The lesson on cellular respiration and fermentation used a combination of science, math, social studies, and a little bit of home arts.

From Warren Township Schools: If you’ve ever baked bread from scratch, you know to combine flour, water, salt and yeast to make dough. You also may be familiar with the chemistry behind how those billions of yeast cells turn the gloppy mass into a fluffy, fragrant loaf. It is with this in mind that Warren Middle School science teachers Kelly Brown, Patricia LaMorte, Daniel Ticchio, and Kathryn Speckin recently introduced yeast into a 7th grade cross-curricular lesson on cellular respiration and fermentation using a combination of science, math, social studies, and a little bit of home arts.
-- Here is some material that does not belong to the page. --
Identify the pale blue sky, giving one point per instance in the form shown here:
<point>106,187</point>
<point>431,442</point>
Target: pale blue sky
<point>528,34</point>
“We use yeast because it is a unicellular organism in the Fungi Kingdom, so the students can work with an organism that they know little about, yet are familiar with,” says 7th grade science teacher Daniel Ticchio. The Next Generation Science Standards (NGSS) emphasize teaching cellular respiration as part of a unit on ecosystems so “we have added some lessons this year to teach students about the way organisms get energy by breaking down glucose into ATP at the cellular level,” says Ticchio.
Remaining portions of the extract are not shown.